Mais à côté des bonnes raisons, il y a deux gros péchés qui suintent de la mise en œuvre de la juste décision. Avant d’aller à la Rts informer, le ministre des Affaires Etrangères devait, en compagnie de son collègue de la Défense, fournir solennellement des informations et des explications aux députés. Parallèlement, le Président de la république devait recevoir en audience, les principaux acteurs de la vie politique (alliés comme opposants) pour évoquer avec eux, cette épreuve extérieure qui s’impose à la nation. Il ne s’agirait pas pour le chef de l’Etat, de chercher un consensus ; mais de consulter et d’imprimer un cachet national à une décision qui est l’apanage, la prérogative exclusive du chef constitutionnel des armées : Macky Sall
Et cela, malgré les audits ou auditions en cours. Puisque Macky Sall a rencontré Ousmane Ngom et Innocence Ntap à Abidjan sous l’égide de l’Internationale libérale, il peut allègrement, au nom des intérêts supérieurs du Sénégal – largement au dessus des affinités doctrinales ou libérales – revoir les libéraux à Dakar. Enfin, la guerre au centre et au nord du Mali n’a rien à voir avec une opération de maintien d’ordre au campus de l’Université. Alors, puisqu’on ne peut pas faire une omelette sans casser des œufs, autant susciter une union sacrée avant l’arrivée des cercueils.

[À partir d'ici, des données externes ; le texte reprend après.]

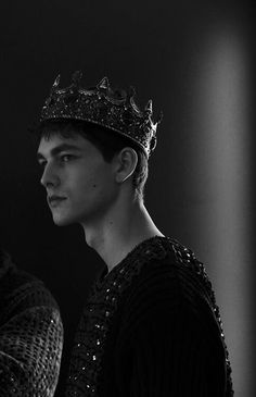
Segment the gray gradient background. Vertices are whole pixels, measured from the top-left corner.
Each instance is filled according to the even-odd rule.
[[[235,396],[254,395],[253,22],[244,1],[1,2],[1,243],[42,278],[65,326],[59,389],[101,259],[78,226],[52,224],[27,127],[57,73],[137,87],[164,111],[145,203],[205,263],[222,314]],[[185,374],[184,374],[185,376]]]

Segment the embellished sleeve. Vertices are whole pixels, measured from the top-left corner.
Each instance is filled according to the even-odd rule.
[[[0,396],[52,397],[63,347],[60,311],[43,283],[10,269],[0,277]]]
[[[202,306],[205,314],[192,297],[184,298],[169,276],[148,280],[129,300],[119,340],[120,357],[130,362],[129,396],[223,397],[226,361],[217,325],[208,322],[208,308]]]
[[[63,330],[60,313],[34,307],[0,327],[1,397],[51,397],[56,387]]]

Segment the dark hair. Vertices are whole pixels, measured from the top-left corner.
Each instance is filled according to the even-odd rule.
[[[131,139],[100,125],[79,120],[46,121],[36,131],[38,139],[49,138],[52,134],[60,134],[64,138],[71,137],[72,133],[79,134],[100,150],[106,162],[111,162],[113,157],[127,146],[135,149],[138,154],[138,163],[132,175],[132,186],[137,197],[143,199],[149,163],[144,151]]]

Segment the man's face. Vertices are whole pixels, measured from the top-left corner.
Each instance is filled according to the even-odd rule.
[[[101,220],[117,198],[112,163],[80,135],[41,138],[38,161],[41,184],[56,225],[90,224]]]

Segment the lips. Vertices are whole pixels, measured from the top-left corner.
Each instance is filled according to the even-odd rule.
[[[66,197],[61,197],[61,196],[55,196],[55,195],[48,196],[48,203],[51,207],[56,207],[64,200],[66,200]]]

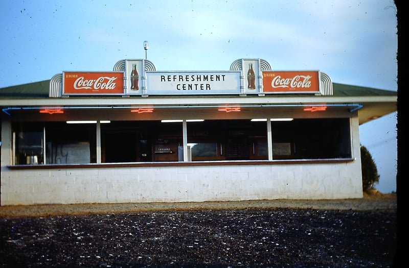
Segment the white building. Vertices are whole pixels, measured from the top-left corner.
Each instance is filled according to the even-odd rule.
[[[271,69],[124,60],[0,89],[1,205],[361,198],[358,127],[397,92]]]

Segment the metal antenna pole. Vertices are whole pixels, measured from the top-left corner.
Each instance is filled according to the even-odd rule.
[[[147,41],[144,41],[144,48],[145,49],[145,59],[148,59],[148,50],[149,48],[149,44]]]

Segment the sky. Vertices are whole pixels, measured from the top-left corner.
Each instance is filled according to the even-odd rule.
[[[0,88],[146,57],[158,71],[229,70],[261,58],[333,82],[397,91],[393,0],[0,0]],[[149,42],[149,49],[143,47]],[[397,113],[359,127],[396,191]]]

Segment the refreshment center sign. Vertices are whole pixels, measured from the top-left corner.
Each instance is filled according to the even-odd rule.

Quel est l’impact géopolitique de cette intervention ?
L’impact et les conséquences sont en corrélation avec les motifs qui fondent puis justifient l’engagement militaire et diplomatique du Sénégal dans le dossier malien. En stabilisant le Mali, l’effort militaire préserve la sous-région des ondes de choc dévastatrices que provoquerait l’avènement à Bamako d’un régime multinational islamique dans lequel on trouverait des ministres pakistanais, algériens, béninois, nigérians, sénégalais, soudanais, mauritaniens. Un tel pouvoir au cœur du Sahel, serait un carrefour de toutes les subversions. Il va sans dire que pareille perspective est cauchemardesque pour les sept pays qui ont des frontières avec le Mali.
Le gouvernement, par la voix du ministre des Affaires Etrangères, a parlé de cellules dormantes d’Aqmi au Sénégal. Qu’en savez-vous ?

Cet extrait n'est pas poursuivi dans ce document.